Kevin Schofield said his dad’s teammates spoke of him as “just very hard to play on. You had to get away from him to have any input.”
‘He probably learned that from starting as a forward – he knew what needed to be done to stop a full forward.”
His most famous WAFL adversary was South Fremantle’s goalkicking champion Bernie Naylor who kicked 1034 goals in 194 games for the Bulldogs.
The first time the pair played on each other Schofield’s coach told him to “walk all over him”.
Schofield later recalled: “I did. I don’t know how Bernie walked off the oval after the match. I must have stood on his toes a million times that day.”
The Bulldogs were the glamour team of that time in the WAFL winning six premierships in eight years in 1947, 1948,1950, 1952, 1953 and 1954.
One of Schofield’s most famous efforts came in Naylor in one South didn’t win in that period – 1951. West Perth led by 17 points at three quarter time but South had the breeze at their backs and Naylor ahead of the ball.
Ray Schofield would later describe the last three minutes of the game as “like an afternoon’s kick to kick. As soon as we cleared the ball it came back”.
Fortunately for West Perth Schofield held firm on Naylor and the Cardinals, as West Perth were then known, hung on to win by three points.
Ray Schofield died at the age of 92 in 2017 but son Kevin said he didn’t speak much of his footy exploits until very late in life.
‘It wasn’t until nearly the end of his life that we talked much about footy. It was just something that he did and that he enjoyed,” he said. “He didn’t talk about his accolades or how good he was. He was just my dad essentially – a very humble man – very quietly spoken.”
Ray Schofield was also a person who liked to finish what he had stated.
He left school at 14 and got a job brewing vinegar at Cornwells in West Perth. He was still working there at the same job when he retired at 65.
He met his wife Val when they were at school and despite teasing her a lot while at school he managed to woo her when he realised her house was just over the road from where he worked in Golding Street, West Perth. They were still together when Val passed away a couple of years before Ray.
After he finished his playing career at West Perth he did a further 30 year stint at the club as one of the trainers looking after the players.
“He thoroughly enjoyed that. The players used to line up to get a rub down from dad because he really got into the muscles and gave them a hard rub down,” Kevin said.
“They just loved him. He was a team man. Loved being around the club and helping to Gee the players up each week.”

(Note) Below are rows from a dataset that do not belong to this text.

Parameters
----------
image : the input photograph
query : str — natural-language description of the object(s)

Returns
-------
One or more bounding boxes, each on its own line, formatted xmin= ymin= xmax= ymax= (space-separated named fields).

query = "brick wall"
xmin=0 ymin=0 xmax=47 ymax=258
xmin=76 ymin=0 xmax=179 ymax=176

The Schofields had two children – twins Kevin and Marilyn. Kevin said Ray loved getting out and kicking a ball around with his six grandchildren.
Kevin had achilles tendon issues and so had a playing career limited to Sunday League Football at Osborne Park but remembers the coaching advice his dad gave him.
“He taught me how to kick properly and handball properly. He certainly had a few tips – Be tough and hard at the ball. Don’t take a backward step – just go through them.”
And as blokes who were teaching you how to kick go a kid could have done far worse.
“He was a tremendous kick – he would be kicking out from full back and his drop kicks would be landing in the centre of the ground,” Kevin said.
West Perth asked Schofield to be the club’s captain coach in his final year in 1958 but it wasn’t an experience he greatly enjoyed. He had 47 boils that year – a problem he never had before or after 1958. A doctor later put it down to the stress and anxiety caused by coaching.
“It wasn’t something he put his hand up to do – they approached him and he said okay I will coach. It was stressful for him being the type of person that he was. He wasn’t out there or flamboyant. Being in front of a crowd and speaking – he didn’t enjoy that,” Kevin said.
Even when Schofield was inducted into the WA Football Hall of Fame in 2004 Kevin said he didn’t say much but you could tell he was quietly very honoured.
“He just used to say it was something I did and I enjoyed it. It is a great thing that he is being recognised,” he said.